Таксист, пересчитывая рубли, недовольно бормотал под нос:

— Ну и погодка, пропасть ее побери! Вот подморозит маленько, запляшут машины на дороге, как в ансамбле у Игорь Моисеевича…

Хлопнул дверцей, укатила прочь «Волга», зловоня горелым бензином и горячим маслом. Подступил рассвет, мокрый и серый, как помоечная кошка.

Шаркал лопатой-скребком лифтер у подъезда, и каждый скребущий унылый звук царапающей асфальт лопаты раздирал нервы. Задушенно-коротко крикнула за парком электричка.

Мимо прошел дворник — с окладистой бородой, в золотых очках, в дубленке. Еврей-рефьюзник. Поставил на тротуар метлу и лопату, чинно приподнял каракулевый пирожок. Молодец. Пятый год дожидается визы на выезд.

Мне их даже жалко.

— Моисей Соломонович, новостей у вас нет? Пожал плечами:

— Ждем.

— Вроде с американцами потеплело. Может, начнут выпускать? — вежливо предположил я.

— Может быть.

Дворник — профессор, кажется, электронщик. Будет сидеть здесь, пока рак на горе не свистнет. Дело, конечно, не в его секретах. Они уже скорей всего и не секреты никакие.

Настоящий страх можно поддерживать только неизвестностью.

Неизвестностью и бессистемностью кары. Любым четырем выезд разрешается, любому пятому — запрещается. Без разумных причин и внятных объяснений. В этой игре есть лишь одно правило — отсутствие всяких правил.

— Коллега, вам помыть машину? — спросил еврей.

Я посмотрел на свой заснеженный, заляпанный грязью «мерседес», потом взглянул на еврея. Покорное достоинство. Горделивое смирение. Вот уж народец, прости Господи! Вряд ли так уж нужна ему трешка за мытье моей машины. Они просто купаются в своем несчастье. По трешкам собирают капитал своих невзгод, чтобы подороже торгануть им там — когда выберутся. Они хотят напомнить, что еще при Гитлере профессора чистили улицы зубными щетками.

Может быть, они загодя готовят обвинительный материал?

Тогда зря стараются. Нас судить никто не будет.

А стремление к честному труду надо поощрять. Пусть профессор физики помоет машину профессору юриспруденции.

— Пожалуй, помойте, — и протянул ему пятерку.

Он полез за споим кожаным портмоне, стал вынимать рубли сдачи.

— Это стоит три рубля. — сообщил он степенно.

Еврейский наглец.

— Два рубля — надбавка за ученую степень. — Я пошел к подъезду, скользнул глазами по свежеприклеенному листочку объявления на двери, и сердце екнуло гулко, как наполнившаяся кровью селезенка.

"ЖИЛИЩНО-ЭКСПЛУАТАЦИОННОЙ КОНТОРЕ ТРЕБУЮТСЯ:

ДВОРНИКИ.

ИСТОПНИКИ В КОТЕЛЬНУЮ".

Ты уже и сюда добрался, проклятый?

Не знаю почему, но оглянулся я на профессора-еврея. Не спеша сметал он с моей машины метелкой снег. Да нет же! Он здесь. ни при чем, таких в нашем районе много.

У нас ведь не Лианозово, не вымершая марсианская новостройка. У нас — Аэропорт. Фешенебельный район. Элитарное поселение. Розовое гетто.
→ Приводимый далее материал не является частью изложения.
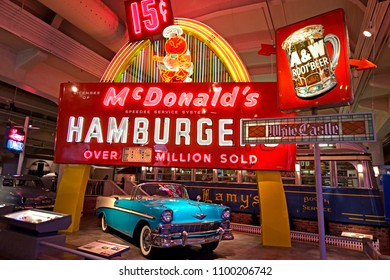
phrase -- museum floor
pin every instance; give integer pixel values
(245, 246)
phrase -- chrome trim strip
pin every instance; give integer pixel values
(135, 213)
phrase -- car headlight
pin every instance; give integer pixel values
(167, 216)
(226, 214)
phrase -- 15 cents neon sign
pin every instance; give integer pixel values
(147, 18)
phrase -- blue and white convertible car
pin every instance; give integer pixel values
(162, 215)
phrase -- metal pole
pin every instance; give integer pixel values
(21, 155)
(320, 199)
(320, 202)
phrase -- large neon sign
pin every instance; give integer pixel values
(167, 124)
(147, 18)
(14, 139)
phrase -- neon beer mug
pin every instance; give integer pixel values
(312, 69)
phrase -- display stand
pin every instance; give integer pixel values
(104, 249)
(6, 208)
(27, 228)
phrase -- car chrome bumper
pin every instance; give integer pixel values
(171, 240)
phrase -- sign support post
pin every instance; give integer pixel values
(320, 199)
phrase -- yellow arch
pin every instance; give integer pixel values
(274, 213)
(207, 35)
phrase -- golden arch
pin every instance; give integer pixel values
(212, 39)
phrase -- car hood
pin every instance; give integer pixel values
(187, 211)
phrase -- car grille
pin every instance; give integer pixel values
(195, 227)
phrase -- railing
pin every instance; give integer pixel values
(103, 187)
(336, 241)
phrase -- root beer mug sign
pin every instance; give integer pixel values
(313, 68)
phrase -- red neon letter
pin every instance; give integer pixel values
(112, 98)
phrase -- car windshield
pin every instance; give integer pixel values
(157, 190)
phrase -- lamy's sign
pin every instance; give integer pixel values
(167, 124)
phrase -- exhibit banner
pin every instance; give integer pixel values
(167, 124)
(313, 63)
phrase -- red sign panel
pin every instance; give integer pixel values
(313, 63)
(167, 124)
(147, 18)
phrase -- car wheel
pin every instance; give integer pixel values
(209, 247)
(145, 242)
(105, 226)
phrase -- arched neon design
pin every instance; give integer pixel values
(207, 35)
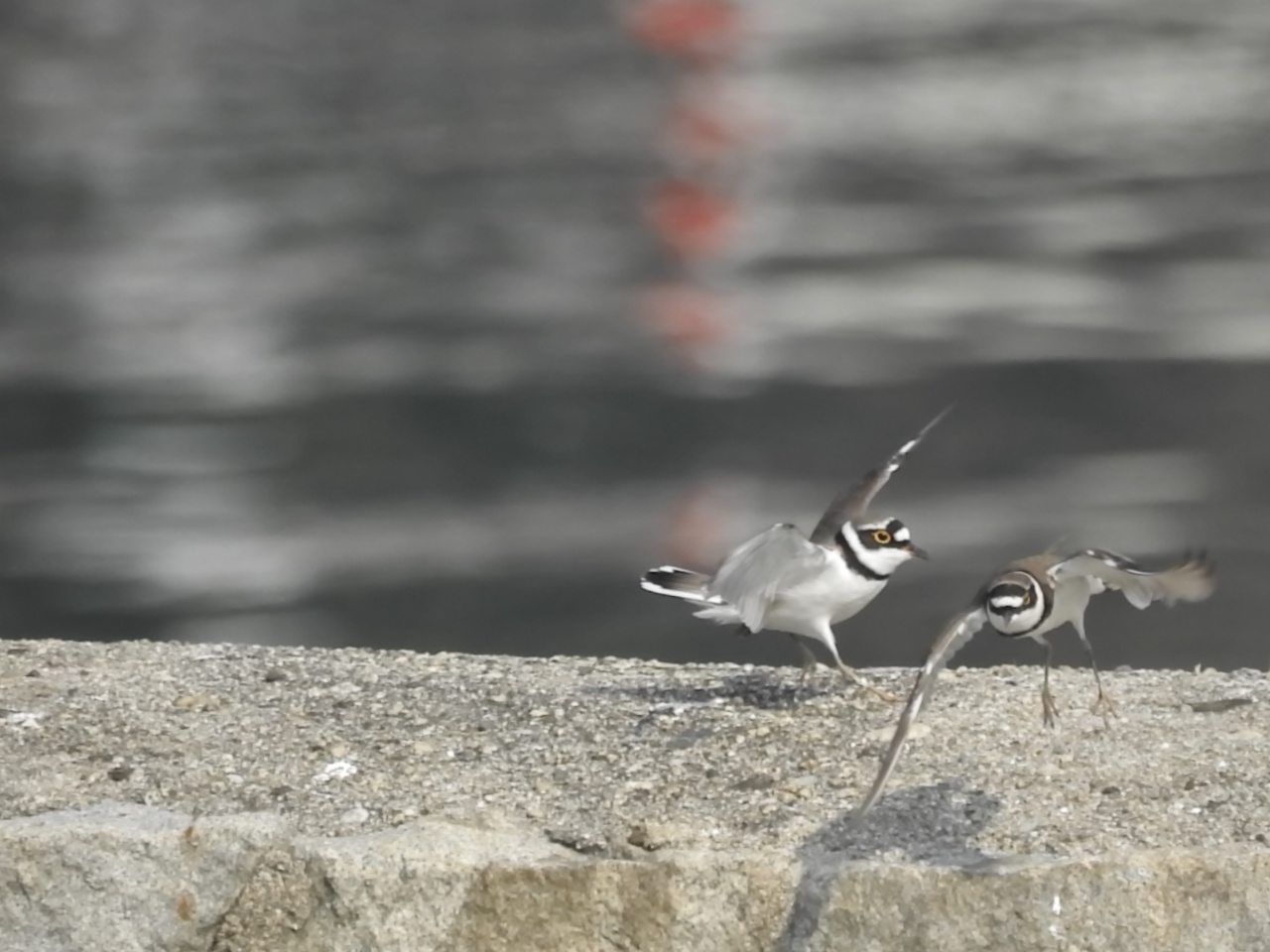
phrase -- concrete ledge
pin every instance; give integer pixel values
(399, 801)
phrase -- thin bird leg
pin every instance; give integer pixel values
(853, 676)
(1049, 710)
(807, 661)
(1103, 705)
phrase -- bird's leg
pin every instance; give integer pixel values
(808, 662)
(853, 676)
(1049, 710)
(1103, 703)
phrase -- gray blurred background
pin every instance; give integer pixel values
(434, 325)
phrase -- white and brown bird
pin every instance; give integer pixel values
(1030, 598)
(784, 580)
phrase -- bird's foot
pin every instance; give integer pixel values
(851, 676)
(1049, 710)
(1105, 706)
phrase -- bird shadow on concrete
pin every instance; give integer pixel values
(933, 825)
(769, 690)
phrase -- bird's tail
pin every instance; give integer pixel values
(677, 583)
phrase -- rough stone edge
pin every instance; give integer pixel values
(125, 878)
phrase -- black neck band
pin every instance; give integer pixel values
(853, 562)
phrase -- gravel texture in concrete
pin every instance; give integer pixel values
(619, 758)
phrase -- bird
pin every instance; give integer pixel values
(1033, 597)
(784, 580)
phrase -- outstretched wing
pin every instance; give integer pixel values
(852, 503)
(752, 575)
(948, 644)
(1191, 580)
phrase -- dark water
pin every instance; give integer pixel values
(357, 324)
(518, 522)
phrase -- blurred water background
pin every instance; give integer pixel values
(434, 325)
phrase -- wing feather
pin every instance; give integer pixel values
(852, 502)
(756, 571)
(1191, 580)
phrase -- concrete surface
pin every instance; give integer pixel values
(241, 797)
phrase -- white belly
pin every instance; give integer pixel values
(829, 598)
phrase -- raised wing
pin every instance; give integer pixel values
(955, 634)
(1191, 580)
(852, 503)
(754, 571)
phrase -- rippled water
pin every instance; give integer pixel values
(412, 341)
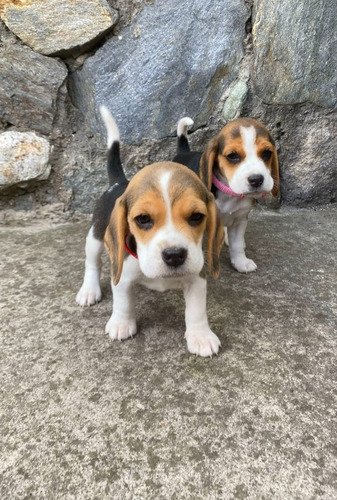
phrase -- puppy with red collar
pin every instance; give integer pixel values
(153, 228)
(239, 165)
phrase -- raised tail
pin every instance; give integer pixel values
(183, 124)
(114, 166)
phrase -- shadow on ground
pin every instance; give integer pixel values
(85, 418)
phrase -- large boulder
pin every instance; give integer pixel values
(24, 157)
(29, 85)
(176, 59)
(294, 91)
(59, 28)
(295, 56)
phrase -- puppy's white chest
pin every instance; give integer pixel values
(232, 208)
(162, 284)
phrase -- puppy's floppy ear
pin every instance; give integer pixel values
(207, 162)
(114, 238)
(275, 174)
(215, 236)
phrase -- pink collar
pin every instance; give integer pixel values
(227, 190)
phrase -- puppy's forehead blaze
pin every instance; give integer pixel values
(150, 202)
(187, 203)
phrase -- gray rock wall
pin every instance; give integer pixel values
(152, 62)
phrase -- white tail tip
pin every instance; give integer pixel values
(183, 125)
(111, 126)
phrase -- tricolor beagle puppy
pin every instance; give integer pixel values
(239, 165)
(153, 228)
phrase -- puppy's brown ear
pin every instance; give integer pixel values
(207, 162)
(275, 174)
(215, 237)
(114, 238)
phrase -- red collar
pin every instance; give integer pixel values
(227, 190)
(127, 248)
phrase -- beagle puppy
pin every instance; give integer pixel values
(153, 228)
(239, 166)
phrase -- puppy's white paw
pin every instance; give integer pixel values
(120, 329)
(244, 265)
(89, 295)
(202, 343)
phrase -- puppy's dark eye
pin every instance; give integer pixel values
(144, 222)
(233, 158)
(196, 219)
(266, 155)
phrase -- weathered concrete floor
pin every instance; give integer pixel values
(84, 418)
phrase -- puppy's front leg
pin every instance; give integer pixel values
(122, 323)
(200, 338)
(90, 291)
(236, 237)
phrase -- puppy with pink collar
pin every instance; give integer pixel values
(239, 165)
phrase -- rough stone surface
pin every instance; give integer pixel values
(176, 59)
(306, 140)
(295, 51)
(29, 85)
(23, 157)
(85, 418)
(235, 100)
(40, 26)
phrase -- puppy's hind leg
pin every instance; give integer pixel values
(90, 291)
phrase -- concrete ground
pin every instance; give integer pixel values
(85, 418)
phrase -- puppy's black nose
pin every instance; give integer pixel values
(174, 257)
(256, 180)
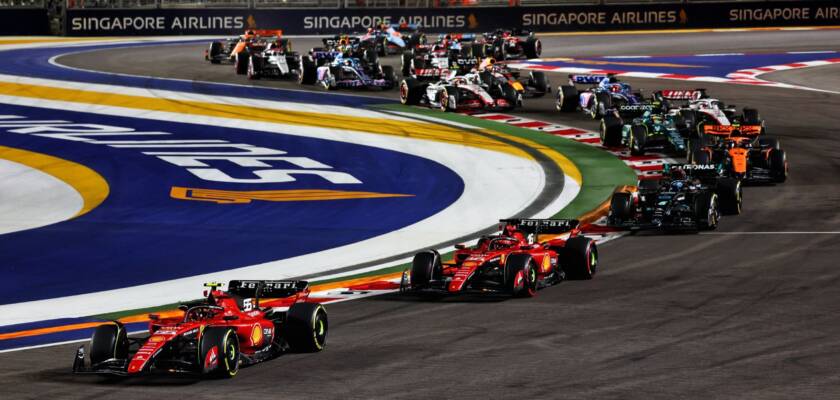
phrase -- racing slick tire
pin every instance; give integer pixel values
(308, 71)
(579, 258)
(405, 64)
(444, 100)
(511, 96)
(540, 83)
(109, 341)
(778, 165)
(521, 275)
(567, 98)
(532, 47)
(425, 267)
(638, 137)
(218, 353)
(621, 208)
(411, 91)
(730, 196)
(240, 63)
(306, 327)
(254, 66)
(389, 76)
(603, 102)
(769, 142)
(751, 117)
(611, 131)
(706, 211)
(214, 52)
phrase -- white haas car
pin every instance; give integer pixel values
(459, 93)
(699, 110)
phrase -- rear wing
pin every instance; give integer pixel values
(684, 95)
(540, 226)
(704, 172)
(732, 130)
(336, 40)
(267, 289)
(586, 79)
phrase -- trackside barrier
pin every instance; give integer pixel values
(88, 22)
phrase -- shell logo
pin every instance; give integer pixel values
(256, 335)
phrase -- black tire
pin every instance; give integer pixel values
(541, 83)
(389, 76)
(109, 341)
(521, 275)
(751, 117)
(425, 267)
(730, 196)
(611, 127)
(241, 62)
(254, 67)
(532, 47)
(567, 98)
(405, 65)
(638, 136)
(778, 165)
(216, 49)
(579, 258)
(306, 327)
(225, 344)
(706, 211)
(621, 208)
(603, 103)
(411, 91)
(769, 142)
(308, 71)
(511, 95)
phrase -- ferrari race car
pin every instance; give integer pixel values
(392, 39)
(528, 255)
(433, 61)
(276, 60)
(741, 152)
(458, 93)
(689, 197)
(336, 70)
(214, 336)
(605, 94)
(535, 85)
(650, 132)
(508, 44)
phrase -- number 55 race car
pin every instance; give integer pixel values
(215, 336)
(528, 255)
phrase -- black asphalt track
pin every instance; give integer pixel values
(749, 311)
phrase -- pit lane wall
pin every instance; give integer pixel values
(99, 22)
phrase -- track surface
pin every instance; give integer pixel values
(748, 311)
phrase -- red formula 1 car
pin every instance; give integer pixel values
(216, 335)
(528, 255)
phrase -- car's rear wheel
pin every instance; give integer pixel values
(109, 341)
(306, 327)
(219, 352)
(579, 258)
(521, 275)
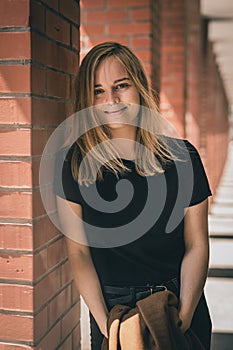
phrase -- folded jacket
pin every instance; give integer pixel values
(153, 324)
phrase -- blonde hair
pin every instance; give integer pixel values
(85, 149)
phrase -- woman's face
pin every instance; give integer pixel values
(116, 95)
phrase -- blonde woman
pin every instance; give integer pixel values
(122, 145)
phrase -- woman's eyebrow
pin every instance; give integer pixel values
(115, 81)
(121, 79)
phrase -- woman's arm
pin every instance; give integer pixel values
(82, 267)
(194, 266)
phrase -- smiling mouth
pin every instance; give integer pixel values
(117, 111)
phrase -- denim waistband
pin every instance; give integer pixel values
(172, 285)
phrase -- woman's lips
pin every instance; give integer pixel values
(118, 111)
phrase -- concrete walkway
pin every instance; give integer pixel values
(219, 286)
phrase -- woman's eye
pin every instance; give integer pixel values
(98, 92)
(121, 86)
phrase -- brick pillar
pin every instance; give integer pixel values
(173, 85)
(193, 54)
(40, 306)
(132, 23)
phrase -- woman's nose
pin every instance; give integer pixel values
(112, 98)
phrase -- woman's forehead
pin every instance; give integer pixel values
(110, 69)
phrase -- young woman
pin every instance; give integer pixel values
(122, 140)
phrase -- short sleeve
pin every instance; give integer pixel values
(201, 188)
(64, 184)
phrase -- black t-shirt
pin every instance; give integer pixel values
(154, 255)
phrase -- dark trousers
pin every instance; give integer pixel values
(201, 322)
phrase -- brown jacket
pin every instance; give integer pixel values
(153, 324)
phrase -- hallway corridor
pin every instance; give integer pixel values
(219, 287)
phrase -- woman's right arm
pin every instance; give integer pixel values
(83, 270)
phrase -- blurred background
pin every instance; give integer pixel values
(187, 49)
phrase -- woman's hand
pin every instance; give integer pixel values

Аэропорченные люди. Дышим испорченным воздухом вранья и страха… Аэропорт.

Куда летим?

Наваждение. Игра уставших нервов. Надо в душ, потом в койку Спать,спать,все забыть.

Встал из— за своей конторки консьерж Тихон Иваныч, отдал честь почти по-уставному. Родная косточка, пенсионер конвойных войск. Ничего он про меня не знает, но лимфой, охранным костным мозгом ощущает: во все времена -сегодня, вчера, в уже истекшей жизни, еще до нашего рождения — был я ему начальником. И буду.

— Дочка ваша вчера приезжала… В дом заходила, ненадолго…

Молодец сторожевой! Он и видел-то Майку пару раз, но запомнил, ощутил расстановку, уловил ситуацию.

— На иностранной машине… Вроде вашей… Но номер не наш. И человек ее в машине ждал…

Эть, сучка какая выросла, девочка моя. Мой темперамент. Видно, по рукам пошла. А вообще-то — пускай, лишь бы здоровье не порушила. Жалко одно что с иностранцем путается. Ей это ни к чему, а мне она может дела попортить. Я человек заметный. КОНТОРА не станет разбираться, что я с той семьей тысячу лет не живу. И знать их не желаю. Они сими по себе. Я их хочу забыть.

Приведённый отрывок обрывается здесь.